Mrs C complained that the GP failed to properly investigate her father's symptoms, provide reasonable pain relief and admit him to hospital, and that the delay in diagnosis was not reasonable. She said that had the relevant scans been carried out sooner, then the outcome for Mr A would have been more positive. She was also unhappy that Mr A's attendance at the cancer centre meant a delay in the scan being carried out.

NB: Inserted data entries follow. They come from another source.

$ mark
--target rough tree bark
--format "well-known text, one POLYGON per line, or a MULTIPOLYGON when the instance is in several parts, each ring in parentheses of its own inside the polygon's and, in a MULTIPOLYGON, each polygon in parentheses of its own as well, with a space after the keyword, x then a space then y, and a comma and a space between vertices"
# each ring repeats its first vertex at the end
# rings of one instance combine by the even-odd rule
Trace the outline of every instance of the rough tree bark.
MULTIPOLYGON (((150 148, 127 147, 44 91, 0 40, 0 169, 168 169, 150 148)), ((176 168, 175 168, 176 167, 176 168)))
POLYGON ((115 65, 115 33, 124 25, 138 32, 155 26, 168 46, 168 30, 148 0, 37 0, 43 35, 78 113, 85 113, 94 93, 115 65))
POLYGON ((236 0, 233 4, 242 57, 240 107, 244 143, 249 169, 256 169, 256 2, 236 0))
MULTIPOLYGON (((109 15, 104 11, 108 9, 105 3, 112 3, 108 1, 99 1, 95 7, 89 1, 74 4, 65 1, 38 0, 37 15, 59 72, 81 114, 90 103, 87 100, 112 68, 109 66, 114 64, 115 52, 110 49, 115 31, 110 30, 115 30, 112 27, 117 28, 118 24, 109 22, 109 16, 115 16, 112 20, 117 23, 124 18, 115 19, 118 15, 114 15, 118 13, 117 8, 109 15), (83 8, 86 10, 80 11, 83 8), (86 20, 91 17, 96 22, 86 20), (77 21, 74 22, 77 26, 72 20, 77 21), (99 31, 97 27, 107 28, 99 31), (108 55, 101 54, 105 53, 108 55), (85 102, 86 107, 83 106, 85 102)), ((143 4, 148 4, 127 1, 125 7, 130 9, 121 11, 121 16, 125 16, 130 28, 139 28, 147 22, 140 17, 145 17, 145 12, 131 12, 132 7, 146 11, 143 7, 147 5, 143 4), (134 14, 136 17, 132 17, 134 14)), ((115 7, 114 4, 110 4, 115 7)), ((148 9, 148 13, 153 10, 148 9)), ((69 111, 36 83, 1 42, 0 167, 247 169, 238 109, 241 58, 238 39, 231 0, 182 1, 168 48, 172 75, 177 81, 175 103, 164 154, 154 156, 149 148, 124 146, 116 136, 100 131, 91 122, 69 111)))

We took independent advice on this complaint from one of our medical advisers. With hindsight, the significance of the delay in Mr A having a scan, caused by the cancer centre appointment, was apparent. However, what we had to consider was whether the GP's advice that the appointment at the centre should be kept was reasonable in light of the information available to him at that time. Given that this arose from the GP's concern that the abnormality indicated in the x-ray was a spread of cancer (which our adviser said was a reasonable working diagnosis at that time) we were satisfied that his advice was appropriate in the circumstances. On the delay in diagnosis, our adviser said that while discitis is a rare and difficult condition to diagnose (particularly in general practice), there was a delay in carrying out appropriate investigations, in that an x-ray should have been carried out two weeks earlier. However, the adviser also told us that the pain relief was appropriate and that the decision not to admit Mr A to hospital earlier was reasonable. Nevertheless, we were concerned about the delay in arranging a chest x-ray, particularly in light of Mr A's complex medical history, and the impact this had on him. We upheld Mrs C's complaint and made recommendations.

Recommendations

We recommended that the practice:

  • review the handling of Mr A's case in light of the findings of our investigation; and
  • apologise to Mrs C for the failures identified.